Mental Health
Mental health is a vital part of our overall health and our lived experience. Our mental and emotional states affect nearly every aspect of our bodies, including breathing and blood pressure, the regulation of our digestive systems and nervous systems, our perception of pain, and our ability to get enough rest. When we have freedom, autonomy, respect, esteem, support, and positive relationships with other people, we feel better, are more resilient, take better care of ourselves and each other, and even live longer.
Sex and gender matter to mental health. Women, girls, and gender-expansive people have lower rates of some mental health conditions, such as schizophrenia, and higher rates of others, including depression, anxiety, and eating problems. Female bodies often respond differently to medication than male bodies. Medical and mental health professionals regard our symptoms and suffering differently too, especially when we are also BIPOC, incarcerated, immigrants, or in any other oppressed community.
Our mental health is also influenced by genetics and epigenetics. Mental illnesses and psychiatric disabilities—for example, major depression and alcoholism—often run in families. But even when we have a predisposition toward a particular issue, it generally takes a trigger or triggers for the disorder to take root and grow in us. And most conditions are caused by some combination of heredity and environment.
Feminists have been building alternative approaches and influencing the mental health fields for generations now. Millions of us have found, and continue to find, help and healing in the mental health system. Certainly we deserve high-quality, culturally appropriate treatment options for our mental as well as physical health. Still, it can be very challenging to find appropriate help for our mental and emotional suffering in our capitalist health care system. Mental health institutions, professions, and practices—like all institutions in society—have deep histories of racism and sexism, and have harmed millions of women and gender-expansive people with oppressive diagnoses and “treatments.” Large numbers of feminists have entered the mental health field since the 1970s seeking to overcome some of these problems.

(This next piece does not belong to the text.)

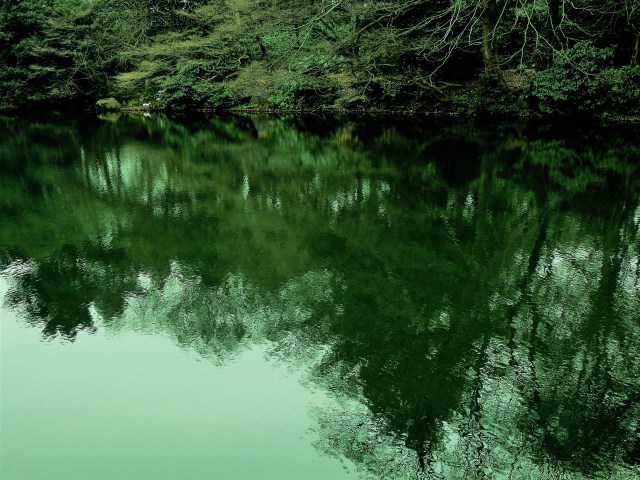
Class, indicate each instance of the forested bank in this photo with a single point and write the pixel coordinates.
(460, 56)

Mainstream psychiatry and psychology continue to medicalize our suffering, however, looking for causes mainly in the individual. In tandem with for-profit health care, they typically offer pills rather than holistic treatment. While medications may be effective, and even lifesaving, they should not replace competent, caring clinical treatment. Mainstream psychiatry rarely acknowledges how racism, poverty, homophobia, transphobia, and patriarchy affect our mental health. And they too rarely consider factors such as violence in our communities, sexual abuse, harassment, assault, cultural and media expectations about femininity, and our disproportionate responsibility for children, elders, and families. Instead of connecting our mental health to our environments, mainstream psychology and psychiatry focus on labels, diagnoses, genetics, biology, and “distorted thinking.” Social work, among the mental health fields, tends to be better at understanding human suffering in more holistic, humanistic terms.
Despite our critiques of the mental health industry, women and gender-expansive people need real solutions to help us through life’s psychological stress, suffering, and disabilities, whether caused by oppression, genetics, or inevitable human experiences like heartbreak, grief, and great fear.
When we view sadness, anger, fear, unwellness, loneliness, and even aggression with an intersectional feminist lens, we understand our experiences and emotions in a new way. Feminism also gives us more tools that help us to survive and thrive.